Simple Linear Regression

My Statistics Topic: Simple linear regression

Ultimately, simple linear regression models a relationship between: - a predictor X (what we know) - and a response Y (what we want to predict)

Example: Hours spent jump-roping (X) -> Vertical jump (Y)

SLR mathematical model / equation:

\[Y_i = \beta_0 + \beta_1 X_i + \epsilon_i\]
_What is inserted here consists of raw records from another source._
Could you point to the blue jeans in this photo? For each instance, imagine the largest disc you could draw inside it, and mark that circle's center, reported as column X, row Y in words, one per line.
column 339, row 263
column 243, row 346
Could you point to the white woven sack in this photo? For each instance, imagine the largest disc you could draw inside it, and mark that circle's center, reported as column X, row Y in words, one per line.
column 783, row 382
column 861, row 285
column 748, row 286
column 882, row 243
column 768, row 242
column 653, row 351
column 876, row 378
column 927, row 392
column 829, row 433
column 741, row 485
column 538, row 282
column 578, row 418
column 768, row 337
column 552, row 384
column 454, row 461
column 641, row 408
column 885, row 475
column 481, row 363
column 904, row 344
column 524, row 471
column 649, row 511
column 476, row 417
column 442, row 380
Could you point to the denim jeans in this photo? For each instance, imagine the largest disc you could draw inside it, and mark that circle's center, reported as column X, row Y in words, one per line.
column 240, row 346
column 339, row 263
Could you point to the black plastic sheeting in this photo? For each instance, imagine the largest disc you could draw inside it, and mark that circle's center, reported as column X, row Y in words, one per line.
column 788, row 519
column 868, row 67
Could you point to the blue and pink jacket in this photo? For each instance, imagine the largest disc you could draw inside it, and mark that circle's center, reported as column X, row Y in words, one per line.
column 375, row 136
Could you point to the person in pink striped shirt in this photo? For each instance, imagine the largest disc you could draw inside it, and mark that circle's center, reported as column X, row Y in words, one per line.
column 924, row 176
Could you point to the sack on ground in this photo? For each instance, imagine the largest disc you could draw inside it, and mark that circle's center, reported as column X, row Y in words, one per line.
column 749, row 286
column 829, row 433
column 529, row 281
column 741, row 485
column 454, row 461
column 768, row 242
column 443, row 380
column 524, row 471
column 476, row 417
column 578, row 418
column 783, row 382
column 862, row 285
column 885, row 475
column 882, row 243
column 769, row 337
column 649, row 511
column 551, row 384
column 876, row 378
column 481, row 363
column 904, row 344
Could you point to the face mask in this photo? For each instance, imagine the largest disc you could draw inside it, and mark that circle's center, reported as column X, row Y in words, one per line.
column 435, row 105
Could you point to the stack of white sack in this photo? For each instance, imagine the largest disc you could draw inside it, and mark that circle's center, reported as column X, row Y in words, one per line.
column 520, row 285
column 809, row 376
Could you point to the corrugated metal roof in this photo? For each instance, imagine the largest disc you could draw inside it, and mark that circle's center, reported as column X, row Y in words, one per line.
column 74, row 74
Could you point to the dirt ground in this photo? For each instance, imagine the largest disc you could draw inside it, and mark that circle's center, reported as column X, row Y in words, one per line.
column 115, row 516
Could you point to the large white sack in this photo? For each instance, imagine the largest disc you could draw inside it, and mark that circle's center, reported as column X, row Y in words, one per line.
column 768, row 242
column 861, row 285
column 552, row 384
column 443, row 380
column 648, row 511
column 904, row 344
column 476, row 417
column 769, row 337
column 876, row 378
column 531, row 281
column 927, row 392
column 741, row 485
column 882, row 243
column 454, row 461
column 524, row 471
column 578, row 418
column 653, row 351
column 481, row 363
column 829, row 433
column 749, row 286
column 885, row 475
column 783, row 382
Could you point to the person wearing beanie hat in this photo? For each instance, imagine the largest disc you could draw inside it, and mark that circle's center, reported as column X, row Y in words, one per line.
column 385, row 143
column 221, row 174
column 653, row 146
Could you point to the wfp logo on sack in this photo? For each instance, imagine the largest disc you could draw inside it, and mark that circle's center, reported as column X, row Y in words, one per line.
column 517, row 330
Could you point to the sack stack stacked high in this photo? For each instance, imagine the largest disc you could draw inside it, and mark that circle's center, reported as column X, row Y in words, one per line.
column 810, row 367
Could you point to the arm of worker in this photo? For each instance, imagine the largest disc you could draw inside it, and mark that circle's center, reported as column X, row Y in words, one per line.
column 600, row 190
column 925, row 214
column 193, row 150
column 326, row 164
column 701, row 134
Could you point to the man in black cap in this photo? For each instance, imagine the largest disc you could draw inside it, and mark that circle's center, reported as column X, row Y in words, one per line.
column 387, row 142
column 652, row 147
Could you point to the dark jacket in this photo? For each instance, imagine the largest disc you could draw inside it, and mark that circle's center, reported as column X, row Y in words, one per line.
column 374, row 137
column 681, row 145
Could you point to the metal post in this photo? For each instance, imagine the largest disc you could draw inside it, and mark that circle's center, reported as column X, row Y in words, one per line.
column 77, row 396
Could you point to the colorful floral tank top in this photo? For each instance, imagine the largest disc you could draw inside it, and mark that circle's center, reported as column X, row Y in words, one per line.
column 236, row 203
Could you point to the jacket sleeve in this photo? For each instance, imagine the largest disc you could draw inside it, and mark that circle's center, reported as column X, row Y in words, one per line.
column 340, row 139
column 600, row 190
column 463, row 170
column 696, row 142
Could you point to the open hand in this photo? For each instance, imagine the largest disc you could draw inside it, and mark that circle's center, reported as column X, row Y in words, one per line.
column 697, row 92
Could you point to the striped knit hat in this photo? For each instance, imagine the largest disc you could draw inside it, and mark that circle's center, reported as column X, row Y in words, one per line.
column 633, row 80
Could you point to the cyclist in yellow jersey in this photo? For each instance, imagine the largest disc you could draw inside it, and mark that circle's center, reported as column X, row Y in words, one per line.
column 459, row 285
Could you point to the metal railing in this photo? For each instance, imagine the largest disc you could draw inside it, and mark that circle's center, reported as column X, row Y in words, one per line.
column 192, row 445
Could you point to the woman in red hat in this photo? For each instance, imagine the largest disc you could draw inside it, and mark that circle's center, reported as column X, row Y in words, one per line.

Example data (Randomly Generated)

x	y
2.655087	59.63320
3.721239	63.36479
5.728534	77.09591
9.082078	89.66829
2.016819	53.93474
8.983897	81.69062
9.446753	89.97450
6.607978	81.04311

Example scatterplot with regression line

Interpreting the slope from previous two slides

\[\hat{y} = \hat{\beta}_0 + \hat{\beta}_1 x\] - Intercept: 50.65 - Slope: 4.01 - Each extra hour jumping rope increases the predicted vertical jump by about 4.01 centimeters.

Residual plot

\[e_i = y_i - \hat{y}_i\]

The classic least squares idea

\[SSE = \sum_{i=1}^{n}(y_i - \hat{y}_i)^2\]

Plotly 3D example

R code example

fit <- lm(y ~ x, data = df)
summary(fit)
predict(fit, newdata = data.frame(x = c(2, 5, 9)))

Conclusion!!

Linear regression models a straight-line relationship.
The slope shows how the response variable changes when you alter the predictor variable.
Residuals help check if the model is reasonable, and help to visualize accuracy of the model.